Just got back Sunday from a PNHP planning meeting in Chicago– a very intense, all day event, packed with ideas and information.  I’m still working to digest it all and figure out how to incorporate it into what I’m doing.

We talked a good bit about what the private insurers are already doing to subvert the new law and what they will probably do as we go along.  You’ll love this one– there are regulations about gradually limiting the amount of premiums insurance companies can spend on overhead.  Well, it seems that “overhead” is a flexible term!  So, with some companies, that conversation between you and the insurance company where payment for a certain treatment gets denied is… you guessed it, a medical expense.  Not overhead.  It is nigh unto impossible to regulate these entities.

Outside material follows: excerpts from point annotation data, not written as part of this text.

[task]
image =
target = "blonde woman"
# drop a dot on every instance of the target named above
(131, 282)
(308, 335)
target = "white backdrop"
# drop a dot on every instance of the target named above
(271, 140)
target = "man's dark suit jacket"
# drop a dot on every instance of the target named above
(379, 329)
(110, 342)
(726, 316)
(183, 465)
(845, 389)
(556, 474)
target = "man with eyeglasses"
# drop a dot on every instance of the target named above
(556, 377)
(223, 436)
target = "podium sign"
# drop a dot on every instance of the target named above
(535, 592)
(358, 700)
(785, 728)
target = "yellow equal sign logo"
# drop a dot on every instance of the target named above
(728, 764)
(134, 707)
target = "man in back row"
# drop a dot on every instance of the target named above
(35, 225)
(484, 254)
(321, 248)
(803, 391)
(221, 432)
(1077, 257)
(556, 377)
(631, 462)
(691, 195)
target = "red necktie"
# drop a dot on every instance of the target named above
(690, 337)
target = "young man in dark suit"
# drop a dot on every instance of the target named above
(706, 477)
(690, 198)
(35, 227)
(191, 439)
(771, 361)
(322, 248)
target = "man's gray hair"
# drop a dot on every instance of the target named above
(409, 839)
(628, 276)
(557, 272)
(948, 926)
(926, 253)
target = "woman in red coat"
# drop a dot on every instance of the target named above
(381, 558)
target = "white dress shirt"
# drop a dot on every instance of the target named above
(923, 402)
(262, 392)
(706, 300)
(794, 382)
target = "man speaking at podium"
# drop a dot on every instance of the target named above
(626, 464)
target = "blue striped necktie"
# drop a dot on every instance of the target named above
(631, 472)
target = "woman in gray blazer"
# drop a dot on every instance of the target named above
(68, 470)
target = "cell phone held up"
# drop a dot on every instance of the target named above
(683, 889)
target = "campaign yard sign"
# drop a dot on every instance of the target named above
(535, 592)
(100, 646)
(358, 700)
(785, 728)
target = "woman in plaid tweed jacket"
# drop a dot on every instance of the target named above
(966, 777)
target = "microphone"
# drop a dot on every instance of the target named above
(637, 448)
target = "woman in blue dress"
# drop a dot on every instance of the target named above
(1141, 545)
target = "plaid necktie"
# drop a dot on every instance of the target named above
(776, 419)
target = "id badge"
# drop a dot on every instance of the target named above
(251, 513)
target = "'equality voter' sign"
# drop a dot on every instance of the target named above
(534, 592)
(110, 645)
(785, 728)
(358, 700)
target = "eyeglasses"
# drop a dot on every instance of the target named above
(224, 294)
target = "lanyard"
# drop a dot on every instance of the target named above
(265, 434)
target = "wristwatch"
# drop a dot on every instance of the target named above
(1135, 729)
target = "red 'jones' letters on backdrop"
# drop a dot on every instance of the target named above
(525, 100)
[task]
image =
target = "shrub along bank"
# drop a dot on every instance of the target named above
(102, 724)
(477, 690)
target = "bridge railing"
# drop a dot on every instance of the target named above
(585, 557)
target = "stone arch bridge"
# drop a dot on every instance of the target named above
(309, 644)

I heard one person, in frustration, say she wished she could “demonize” the private insurers.  I thought that was a little funny, because they seem to be doing a pretty good job of demonizing themselves without our help!  Usually I don’t like the idea that you have to have an enemy to rally the troops– if an idea is good, it should stand alone without having to create a bad guy.  And I certainly wouldn’t want to call the employees of an insurance company demonic.  But after really thinking about it, I decided demon wasn’t a bad metaphor, for the corporation itself.  I searched online and found a great definition of demon: “a source or agent of evil, harm, distress or ruin.”  And private health insurance corporations have indeed been an agent of harm, distress, and ruin, if not evil.  This is a demon, to carry on the metaphor, that has “possessed” our society.  Not a metaphor you’d want to use for all audiences, of course.

I’m ready to cast out the demons of corporate health insurance!  Will you help?